Wait a minute, wait a minute, you ain’t heard nothing yet!
I have always wondered, did Al Jolson know what he was saying with those eleven very simple words in 1927’s The Jazz Singer? Did writer Alfred Cohn know what he was doing when he put those words down on paper? Did director Alan Crosland know what he was seeing in the room where those words were being said?
Those eleven simple words, four seconds of screen time, kicked off a revolution. Because those eleven words were the first words of spoken dialogue ever put on screen in a motion picture.
Wait a Minute
America was comfortably in the roaring twenties. Prohibition was in full swing. And the movie business in Hollywoodland (as it was known then) was still in its infancy. The Warner brothers, who produced The Jazz Singer, founded Warner Features Company just 16 years prior. Silent pictures were still the rage, and in a lot of ways, seemed to be the only way the art form would exist. You want to hear someone talk? You go see a play.
But on the 6th of October, 1927, everything changed. 20 minutes into a movie that had already had four musical numbers, Al Jolson speaks those eleven simple words. It’s hard to convey the ground shift that the entertainment world must have felt. Those eleven simple words were like Kennedy’s promise to go to the moon. It would be like seeing that walking brachiosaurus in Jurassic Park. (Sure we had seen computer generated imagery before 1993, but to see a living, breathing animal, an animal that had never been seen before, brought to life on screen using purely computers, blew our minds.)
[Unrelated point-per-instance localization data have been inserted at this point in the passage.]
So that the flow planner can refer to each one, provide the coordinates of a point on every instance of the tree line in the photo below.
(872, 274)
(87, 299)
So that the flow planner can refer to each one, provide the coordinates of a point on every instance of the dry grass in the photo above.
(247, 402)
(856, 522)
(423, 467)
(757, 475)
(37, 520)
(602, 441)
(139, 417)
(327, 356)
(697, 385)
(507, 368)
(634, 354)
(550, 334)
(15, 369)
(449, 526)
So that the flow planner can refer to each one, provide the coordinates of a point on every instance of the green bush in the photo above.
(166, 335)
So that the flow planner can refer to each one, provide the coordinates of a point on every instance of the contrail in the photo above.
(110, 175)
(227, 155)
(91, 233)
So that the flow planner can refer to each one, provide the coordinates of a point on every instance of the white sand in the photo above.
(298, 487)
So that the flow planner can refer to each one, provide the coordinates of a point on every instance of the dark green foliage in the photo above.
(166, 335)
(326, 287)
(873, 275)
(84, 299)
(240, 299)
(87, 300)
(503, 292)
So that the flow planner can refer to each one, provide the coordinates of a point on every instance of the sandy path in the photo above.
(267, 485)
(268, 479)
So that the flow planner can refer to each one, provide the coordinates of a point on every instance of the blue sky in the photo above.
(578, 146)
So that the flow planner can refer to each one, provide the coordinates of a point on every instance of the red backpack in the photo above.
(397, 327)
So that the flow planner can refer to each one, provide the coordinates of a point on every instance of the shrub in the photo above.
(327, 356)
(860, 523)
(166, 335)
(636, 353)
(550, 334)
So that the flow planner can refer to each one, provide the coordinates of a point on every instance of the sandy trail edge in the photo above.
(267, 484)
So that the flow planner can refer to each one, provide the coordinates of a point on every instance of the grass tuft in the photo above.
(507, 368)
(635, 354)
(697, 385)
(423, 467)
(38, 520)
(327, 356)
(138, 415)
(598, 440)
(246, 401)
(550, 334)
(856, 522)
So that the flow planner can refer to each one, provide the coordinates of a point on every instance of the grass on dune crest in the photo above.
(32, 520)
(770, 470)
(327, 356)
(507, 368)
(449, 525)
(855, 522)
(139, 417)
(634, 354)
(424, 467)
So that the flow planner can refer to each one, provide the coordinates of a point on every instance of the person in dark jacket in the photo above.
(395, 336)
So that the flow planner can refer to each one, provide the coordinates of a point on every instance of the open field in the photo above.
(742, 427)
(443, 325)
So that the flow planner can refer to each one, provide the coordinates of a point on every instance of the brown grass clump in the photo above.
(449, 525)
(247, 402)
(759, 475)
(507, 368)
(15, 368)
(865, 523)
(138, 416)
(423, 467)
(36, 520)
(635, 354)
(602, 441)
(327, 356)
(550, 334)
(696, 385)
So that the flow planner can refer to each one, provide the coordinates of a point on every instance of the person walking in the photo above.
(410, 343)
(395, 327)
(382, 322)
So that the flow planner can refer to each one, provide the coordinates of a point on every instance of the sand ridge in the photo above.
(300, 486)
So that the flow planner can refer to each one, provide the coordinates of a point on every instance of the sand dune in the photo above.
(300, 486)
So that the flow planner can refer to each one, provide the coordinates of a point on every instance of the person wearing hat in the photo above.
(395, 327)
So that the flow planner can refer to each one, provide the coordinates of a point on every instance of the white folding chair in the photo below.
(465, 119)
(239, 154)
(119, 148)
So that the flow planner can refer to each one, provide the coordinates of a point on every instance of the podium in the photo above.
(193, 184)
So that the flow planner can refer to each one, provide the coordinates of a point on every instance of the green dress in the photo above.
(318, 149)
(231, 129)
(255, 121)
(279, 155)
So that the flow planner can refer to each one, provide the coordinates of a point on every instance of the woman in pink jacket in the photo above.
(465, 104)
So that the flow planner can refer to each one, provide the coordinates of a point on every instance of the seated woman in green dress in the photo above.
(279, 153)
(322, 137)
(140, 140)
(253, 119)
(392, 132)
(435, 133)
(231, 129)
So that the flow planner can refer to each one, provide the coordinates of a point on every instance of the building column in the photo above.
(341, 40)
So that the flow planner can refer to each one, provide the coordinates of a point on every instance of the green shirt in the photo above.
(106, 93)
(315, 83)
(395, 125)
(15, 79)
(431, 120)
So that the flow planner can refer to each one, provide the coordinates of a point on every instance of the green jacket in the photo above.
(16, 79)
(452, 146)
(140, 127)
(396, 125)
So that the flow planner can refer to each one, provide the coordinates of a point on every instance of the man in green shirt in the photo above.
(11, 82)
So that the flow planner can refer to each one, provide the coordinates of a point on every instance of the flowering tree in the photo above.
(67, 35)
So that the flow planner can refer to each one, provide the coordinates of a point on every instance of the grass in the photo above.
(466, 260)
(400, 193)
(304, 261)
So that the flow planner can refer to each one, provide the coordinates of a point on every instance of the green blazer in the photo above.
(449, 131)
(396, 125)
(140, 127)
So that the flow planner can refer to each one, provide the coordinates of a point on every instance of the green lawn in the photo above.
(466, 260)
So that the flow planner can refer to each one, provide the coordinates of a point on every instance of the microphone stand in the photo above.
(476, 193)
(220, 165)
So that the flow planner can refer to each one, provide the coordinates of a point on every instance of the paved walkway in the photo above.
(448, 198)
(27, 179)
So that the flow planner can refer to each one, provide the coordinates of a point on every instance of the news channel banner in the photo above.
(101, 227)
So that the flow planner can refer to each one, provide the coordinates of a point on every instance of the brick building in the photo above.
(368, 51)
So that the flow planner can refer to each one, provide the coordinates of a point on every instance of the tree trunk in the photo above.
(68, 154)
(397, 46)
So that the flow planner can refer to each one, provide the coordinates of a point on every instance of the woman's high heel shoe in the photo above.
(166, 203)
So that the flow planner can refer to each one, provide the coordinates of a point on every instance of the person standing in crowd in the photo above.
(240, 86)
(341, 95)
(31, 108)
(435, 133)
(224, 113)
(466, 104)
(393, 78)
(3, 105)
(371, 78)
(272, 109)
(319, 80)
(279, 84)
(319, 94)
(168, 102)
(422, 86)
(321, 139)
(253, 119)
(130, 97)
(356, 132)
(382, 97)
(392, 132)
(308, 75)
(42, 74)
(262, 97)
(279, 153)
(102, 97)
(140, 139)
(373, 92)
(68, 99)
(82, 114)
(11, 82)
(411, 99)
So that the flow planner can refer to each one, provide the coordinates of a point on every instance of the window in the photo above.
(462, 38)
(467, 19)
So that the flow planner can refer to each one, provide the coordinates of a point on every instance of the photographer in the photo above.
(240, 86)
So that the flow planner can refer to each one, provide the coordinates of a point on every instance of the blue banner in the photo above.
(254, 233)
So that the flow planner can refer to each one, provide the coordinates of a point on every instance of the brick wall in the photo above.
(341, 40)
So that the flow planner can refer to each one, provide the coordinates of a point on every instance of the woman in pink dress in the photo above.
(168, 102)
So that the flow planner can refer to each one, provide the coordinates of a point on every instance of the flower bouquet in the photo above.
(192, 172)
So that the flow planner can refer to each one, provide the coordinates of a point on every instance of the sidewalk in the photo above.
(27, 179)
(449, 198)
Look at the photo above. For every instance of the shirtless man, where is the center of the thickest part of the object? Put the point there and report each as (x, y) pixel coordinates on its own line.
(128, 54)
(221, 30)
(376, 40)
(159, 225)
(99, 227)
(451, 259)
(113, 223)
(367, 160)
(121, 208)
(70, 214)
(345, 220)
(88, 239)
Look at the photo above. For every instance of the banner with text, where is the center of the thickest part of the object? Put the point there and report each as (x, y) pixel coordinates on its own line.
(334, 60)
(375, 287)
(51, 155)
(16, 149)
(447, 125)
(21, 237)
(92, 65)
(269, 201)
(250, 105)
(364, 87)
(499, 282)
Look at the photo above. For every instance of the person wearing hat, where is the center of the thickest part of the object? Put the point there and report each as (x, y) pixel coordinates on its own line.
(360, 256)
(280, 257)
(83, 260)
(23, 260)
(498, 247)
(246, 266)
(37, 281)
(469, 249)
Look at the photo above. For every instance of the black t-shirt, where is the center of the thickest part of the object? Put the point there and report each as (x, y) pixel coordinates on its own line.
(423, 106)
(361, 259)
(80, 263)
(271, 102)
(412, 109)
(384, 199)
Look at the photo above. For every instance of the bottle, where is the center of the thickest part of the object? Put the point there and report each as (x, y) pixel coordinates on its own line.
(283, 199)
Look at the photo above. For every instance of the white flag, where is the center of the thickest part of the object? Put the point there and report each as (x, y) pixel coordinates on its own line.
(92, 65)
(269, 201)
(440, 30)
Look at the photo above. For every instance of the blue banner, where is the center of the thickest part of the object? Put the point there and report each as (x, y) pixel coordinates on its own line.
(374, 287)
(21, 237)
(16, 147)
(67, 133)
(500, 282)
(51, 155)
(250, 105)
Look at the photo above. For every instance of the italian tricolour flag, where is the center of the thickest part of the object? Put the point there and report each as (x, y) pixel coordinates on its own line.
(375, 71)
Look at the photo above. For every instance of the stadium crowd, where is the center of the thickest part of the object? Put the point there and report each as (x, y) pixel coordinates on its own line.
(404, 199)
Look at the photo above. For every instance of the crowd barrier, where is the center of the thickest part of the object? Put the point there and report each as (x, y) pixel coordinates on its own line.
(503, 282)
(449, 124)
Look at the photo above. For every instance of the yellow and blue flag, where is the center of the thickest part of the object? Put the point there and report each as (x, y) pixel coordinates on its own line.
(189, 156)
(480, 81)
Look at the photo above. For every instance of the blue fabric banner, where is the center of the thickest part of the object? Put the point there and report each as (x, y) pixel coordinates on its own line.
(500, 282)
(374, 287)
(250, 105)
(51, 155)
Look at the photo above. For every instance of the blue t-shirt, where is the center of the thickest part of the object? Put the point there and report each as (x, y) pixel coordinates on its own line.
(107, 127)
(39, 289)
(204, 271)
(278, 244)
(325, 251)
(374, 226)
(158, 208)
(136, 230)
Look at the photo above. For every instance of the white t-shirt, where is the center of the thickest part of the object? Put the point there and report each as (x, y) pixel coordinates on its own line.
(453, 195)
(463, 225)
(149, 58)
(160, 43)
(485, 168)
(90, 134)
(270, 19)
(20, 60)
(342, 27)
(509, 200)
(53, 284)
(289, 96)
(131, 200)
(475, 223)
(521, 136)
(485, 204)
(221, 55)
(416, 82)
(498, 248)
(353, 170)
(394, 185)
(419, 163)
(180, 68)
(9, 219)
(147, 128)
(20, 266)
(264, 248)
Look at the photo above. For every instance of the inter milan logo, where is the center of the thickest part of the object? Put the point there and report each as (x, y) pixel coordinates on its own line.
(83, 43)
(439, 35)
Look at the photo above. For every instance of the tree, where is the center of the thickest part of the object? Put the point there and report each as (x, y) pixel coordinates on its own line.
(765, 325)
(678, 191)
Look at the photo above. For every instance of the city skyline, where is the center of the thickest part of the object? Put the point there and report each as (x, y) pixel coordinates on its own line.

You Ain’t Heard Nothing Yet!
It’s also important to note that The Jazz Singer wasn’t the first time audio was put to film. Music had already been done, removing the need for a live orchestra to be playing in time with a silent film. Speeches had been filmed. Short “talkies” had been made. But this was the first in a feature length film. The Jazz Singer only had two scenes with dialogue. But it was enough.
To explain the plot of The Jazz Singer in 2022 would be 95 years too late. The story of a child defying his religious father to become an entertainer is one of the touchstones of Hollywood stories. Yes, the movie does end with our hero Jackie Robin in blackface. But the movie’s standing in cinematic lore is less to do with that, and more to the simple fact that The Jazz Singer was the first to do this thing that we all, as a society, now take for granted.
Just know that for four seconds, 95 years ago today, and through eleven simple words, the entertainment world, and the world in general, began to change.
Wait a minute, wait a minute, you ain’t heard nothing yet!